The method for producing a thermoplastic resin sheet for molding of the present invention utilizes a floating method instead of the conventionally employed coagulation method, and does not use pulp or coagulant remaining as foreign matter in the manufactured product. There is no decrease in the bonding strength due to the presence of, and uniform strength is ensured in each part. In addition, since the floating method is used, there is an advantage that a thermoplastic resin sheet for molding in which powder or granular thermoplastic resin of metal fiber or the like having a large specific gravity is uniformly dispersed can be easily produced.

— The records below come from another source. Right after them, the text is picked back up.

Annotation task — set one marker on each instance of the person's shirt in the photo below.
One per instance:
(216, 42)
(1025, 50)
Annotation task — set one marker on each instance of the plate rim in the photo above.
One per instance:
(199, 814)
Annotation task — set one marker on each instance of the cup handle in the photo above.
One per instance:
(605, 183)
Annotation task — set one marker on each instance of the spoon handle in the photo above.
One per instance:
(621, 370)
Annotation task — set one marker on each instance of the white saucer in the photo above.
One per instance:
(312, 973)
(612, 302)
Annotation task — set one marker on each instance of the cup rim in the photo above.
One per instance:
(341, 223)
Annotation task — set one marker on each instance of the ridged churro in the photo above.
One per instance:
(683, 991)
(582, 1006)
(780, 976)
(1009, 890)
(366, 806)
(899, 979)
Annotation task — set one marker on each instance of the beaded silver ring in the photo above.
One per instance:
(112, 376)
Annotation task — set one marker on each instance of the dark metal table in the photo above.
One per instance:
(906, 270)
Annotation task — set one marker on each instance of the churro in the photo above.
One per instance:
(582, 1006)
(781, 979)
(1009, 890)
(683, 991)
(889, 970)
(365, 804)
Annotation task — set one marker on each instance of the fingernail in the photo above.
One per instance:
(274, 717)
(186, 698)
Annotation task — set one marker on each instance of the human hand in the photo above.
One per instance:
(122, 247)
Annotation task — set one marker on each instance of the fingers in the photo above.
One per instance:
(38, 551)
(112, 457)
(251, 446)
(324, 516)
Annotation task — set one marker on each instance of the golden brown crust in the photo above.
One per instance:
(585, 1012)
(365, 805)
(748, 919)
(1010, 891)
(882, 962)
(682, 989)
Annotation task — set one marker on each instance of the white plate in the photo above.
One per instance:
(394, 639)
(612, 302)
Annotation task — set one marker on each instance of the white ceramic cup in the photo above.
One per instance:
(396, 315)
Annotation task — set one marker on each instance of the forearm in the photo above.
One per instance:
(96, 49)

[Brief description of the drawings]

FIG. 1 and FIG. 2 are explanatory views of a concrete constitution of a thermoplastic resin sheet for molding according to an embodiment of the present invention, and FIG. 3 is a schematic explanatory view of an apparatus for continuously carrying out the method of the present invention. 1 ... conductive fiber, 2 ... solid component, F ... suspended matter, W
... web, A ... structure.

Claims (4)

(57) [Claims] 1. A thermoplastic resin powder or particle size is held in a gap between structures in which conductive fibers such as metal fibers or metal-plated non-metal fibers are randomly entangled. Its diameter is 1-18μ and its length is 5-50mm.
A thermoplastic resin sheet for molding, characterized in that the thermoplastic resin powder is contained in an amount of -60% by weight, the powder or stream diameter of the thermoplastic resin is 0.3-2.0 mm, and the content is 40-80% by weight. 2. The molding thermoplastic resin sheet according to claim 1, which contains 20% by weight or less of glass fibers having a diameter of 12 μm or less and a length of 5 to 50 mm. 3. The thermoplastic resin sheet for molding according to claim 1, wherein the filler contains 20% by weight or less of an inorganic filler. 4. A conductive fiber having a length of 5 to 50 mm and a particle size of 0.3
A powder or granules of a thermoplastic resin of ~ 2.0 mm into a liquid medium, introducing bubbles into the medium and stirring to disperse while floating, and after taking out the suspended matter, Removing the web to form a thermoplastic resin sheet for molding.